Se mi chiedessero di scegliere delle parole per descrivere la mia esperienza in Colombia, la sua terra, il suo popolo e il mio servizio, sceglierei rispettivamente: intensità, ricchezza, resilienza, apprendimento.
Ho vissuto dieci mesi di servizio civile per conto della ONG PRO.DO.C.S. –FOCSIV-nella città di Medellín, una piccola metropoli situata nel mezzo delle montagne della Valle di Aburrà. Sono stata dieci mesi ospite di una terra ricca, vergine, verde e meravigliosa, tanto simile al paradiso che a volte si stenta a credere che possa essere stata coperta, per così lungo tempo, dal rosso del sangue. Ho condiviso dieci mesi con un popolo gentile, solare e accogliente e se c’è una parola – molto in voga ultimamente – che in questi mesi mi è spesso venuta in mente lavorando con questa popolazione, è “resilienza”.

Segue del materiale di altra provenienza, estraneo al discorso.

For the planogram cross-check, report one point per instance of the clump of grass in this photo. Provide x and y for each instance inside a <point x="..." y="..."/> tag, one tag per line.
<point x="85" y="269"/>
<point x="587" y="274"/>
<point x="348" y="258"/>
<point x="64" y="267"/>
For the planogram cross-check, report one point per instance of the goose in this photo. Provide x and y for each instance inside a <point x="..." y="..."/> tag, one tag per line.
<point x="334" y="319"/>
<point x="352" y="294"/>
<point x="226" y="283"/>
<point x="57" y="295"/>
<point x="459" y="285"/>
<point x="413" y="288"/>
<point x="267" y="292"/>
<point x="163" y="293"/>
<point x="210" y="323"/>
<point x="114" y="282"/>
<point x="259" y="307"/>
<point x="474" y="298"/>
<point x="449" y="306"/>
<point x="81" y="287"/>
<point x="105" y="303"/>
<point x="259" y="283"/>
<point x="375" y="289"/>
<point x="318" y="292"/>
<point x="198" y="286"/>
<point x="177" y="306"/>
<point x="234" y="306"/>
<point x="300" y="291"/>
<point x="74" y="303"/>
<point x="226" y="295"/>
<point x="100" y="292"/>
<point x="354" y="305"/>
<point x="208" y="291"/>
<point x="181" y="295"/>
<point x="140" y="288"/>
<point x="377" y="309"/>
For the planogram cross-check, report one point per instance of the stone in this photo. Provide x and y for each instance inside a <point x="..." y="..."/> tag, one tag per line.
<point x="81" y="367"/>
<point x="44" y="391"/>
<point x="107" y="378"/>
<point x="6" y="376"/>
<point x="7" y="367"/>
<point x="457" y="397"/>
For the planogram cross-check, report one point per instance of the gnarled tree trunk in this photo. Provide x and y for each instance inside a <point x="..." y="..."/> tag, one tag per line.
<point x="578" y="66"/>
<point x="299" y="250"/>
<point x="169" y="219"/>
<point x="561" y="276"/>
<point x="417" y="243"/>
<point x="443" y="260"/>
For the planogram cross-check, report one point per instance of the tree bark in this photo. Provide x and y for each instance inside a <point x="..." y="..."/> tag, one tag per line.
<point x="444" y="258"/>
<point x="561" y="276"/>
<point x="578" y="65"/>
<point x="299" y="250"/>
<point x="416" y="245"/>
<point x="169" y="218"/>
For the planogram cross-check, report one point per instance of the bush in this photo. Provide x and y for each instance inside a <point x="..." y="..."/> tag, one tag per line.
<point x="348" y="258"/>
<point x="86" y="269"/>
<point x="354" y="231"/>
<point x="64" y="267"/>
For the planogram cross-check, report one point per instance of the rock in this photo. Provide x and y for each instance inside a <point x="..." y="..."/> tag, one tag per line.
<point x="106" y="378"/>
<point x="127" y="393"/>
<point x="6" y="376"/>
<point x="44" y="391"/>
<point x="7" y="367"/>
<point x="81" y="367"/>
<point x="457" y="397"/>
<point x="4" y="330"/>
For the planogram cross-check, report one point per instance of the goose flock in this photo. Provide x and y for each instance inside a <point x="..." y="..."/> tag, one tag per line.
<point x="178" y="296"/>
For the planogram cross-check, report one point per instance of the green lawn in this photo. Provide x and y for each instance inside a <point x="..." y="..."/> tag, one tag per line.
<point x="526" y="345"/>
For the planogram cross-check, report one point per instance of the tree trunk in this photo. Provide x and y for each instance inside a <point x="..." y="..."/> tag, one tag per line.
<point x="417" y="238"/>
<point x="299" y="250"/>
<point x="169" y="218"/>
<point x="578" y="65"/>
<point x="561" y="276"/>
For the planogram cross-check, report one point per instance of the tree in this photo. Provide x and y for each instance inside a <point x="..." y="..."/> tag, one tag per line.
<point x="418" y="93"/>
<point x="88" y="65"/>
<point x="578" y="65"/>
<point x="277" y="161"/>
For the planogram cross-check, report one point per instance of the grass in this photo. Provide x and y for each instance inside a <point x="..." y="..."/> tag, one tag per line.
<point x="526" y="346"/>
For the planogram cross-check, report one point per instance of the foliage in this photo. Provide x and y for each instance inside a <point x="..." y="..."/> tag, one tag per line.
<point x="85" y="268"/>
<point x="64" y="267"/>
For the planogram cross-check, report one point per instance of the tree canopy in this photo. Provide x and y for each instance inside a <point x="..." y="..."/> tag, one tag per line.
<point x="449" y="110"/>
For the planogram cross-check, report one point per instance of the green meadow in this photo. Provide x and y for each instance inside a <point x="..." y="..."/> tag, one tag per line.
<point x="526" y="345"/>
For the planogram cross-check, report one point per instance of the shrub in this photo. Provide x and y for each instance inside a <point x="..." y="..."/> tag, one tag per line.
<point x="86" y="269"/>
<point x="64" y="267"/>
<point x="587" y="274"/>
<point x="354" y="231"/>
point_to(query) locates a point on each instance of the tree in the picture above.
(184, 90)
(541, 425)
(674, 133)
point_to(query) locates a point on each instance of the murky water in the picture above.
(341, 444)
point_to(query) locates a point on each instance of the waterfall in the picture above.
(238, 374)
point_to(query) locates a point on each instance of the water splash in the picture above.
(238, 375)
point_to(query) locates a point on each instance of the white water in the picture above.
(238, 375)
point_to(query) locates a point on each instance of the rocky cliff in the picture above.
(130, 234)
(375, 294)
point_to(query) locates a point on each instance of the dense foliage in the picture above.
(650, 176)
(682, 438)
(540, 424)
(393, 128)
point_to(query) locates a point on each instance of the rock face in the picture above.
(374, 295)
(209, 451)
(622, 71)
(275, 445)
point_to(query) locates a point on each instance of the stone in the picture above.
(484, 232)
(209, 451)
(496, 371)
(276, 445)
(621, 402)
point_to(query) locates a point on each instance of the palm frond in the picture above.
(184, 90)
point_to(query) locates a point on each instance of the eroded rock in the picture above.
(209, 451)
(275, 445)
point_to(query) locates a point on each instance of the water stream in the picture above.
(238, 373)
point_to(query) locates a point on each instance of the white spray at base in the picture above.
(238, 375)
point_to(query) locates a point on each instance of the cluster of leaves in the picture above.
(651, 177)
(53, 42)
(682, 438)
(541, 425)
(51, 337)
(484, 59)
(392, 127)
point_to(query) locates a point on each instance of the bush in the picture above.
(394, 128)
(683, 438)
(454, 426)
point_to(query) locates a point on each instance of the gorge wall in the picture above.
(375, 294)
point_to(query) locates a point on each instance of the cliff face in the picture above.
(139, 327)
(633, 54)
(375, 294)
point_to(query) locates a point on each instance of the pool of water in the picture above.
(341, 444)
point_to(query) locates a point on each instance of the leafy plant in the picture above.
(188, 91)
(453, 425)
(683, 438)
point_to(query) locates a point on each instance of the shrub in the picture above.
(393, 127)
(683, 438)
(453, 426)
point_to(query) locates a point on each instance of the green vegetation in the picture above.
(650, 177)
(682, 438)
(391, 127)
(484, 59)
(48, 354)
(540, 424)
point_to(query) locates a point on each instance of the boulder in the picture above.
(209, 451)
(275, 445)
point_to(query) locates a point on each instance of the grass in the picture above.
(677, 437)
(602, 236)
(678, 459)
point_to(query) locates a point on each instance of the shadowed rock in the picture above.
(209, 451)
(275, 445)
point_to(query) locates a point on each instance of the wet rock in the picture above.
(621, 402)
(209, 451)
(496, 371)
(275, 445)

La resilienza è definita in psicologia come “la capacità di far fronte in maniera positiva ad eventi traumatici, di riorganizzare positivamente la propria vita dinnanzi alle difficoltà, di ricostruirsi restando sensibili alle opportunità che offre la vita, senza alienare la propria identità”. Io ho visto resilienza nei disegni di Natale sui tetti di lamiera e nel colore acceso di case arrangiate con mattoni o legno delle famiglie sfollate. Resilienza é riuscire a ricominciare una nuova vita da zero, reinventarsi quando ti hanno strappato da tutto ciò che avevi, e per tutto non intendo solo le cose materiali; è un’attività montata in una comuna, gestita con amore, entusiasmo e con prospettiva di crescita; è il successo di chi ha ricevuto in dono un semplice strumento di lavoro per impaccare succhi di frutta ed ora ha un ristorante in centro. Resilienza è l’entusiasmo contagioso di Maria, la saggezza che traspare dalle mani di Berta con cui prepara arepas e spacca legna nonostante i suoi 73 anni; la forza di Veronica, la gentilezza di Sor Yolanda che ti offre sempre qualcosa anche quando non ha niente da mangiare dentro casa. Sono le mani della giovane Lina che tremano emozionate e che non riescono a firmare quel giorno in cui l’abbiamo accompagnata a iscriversi all’università per studiare e lasciare il prima possibile il mondo della prostituzione.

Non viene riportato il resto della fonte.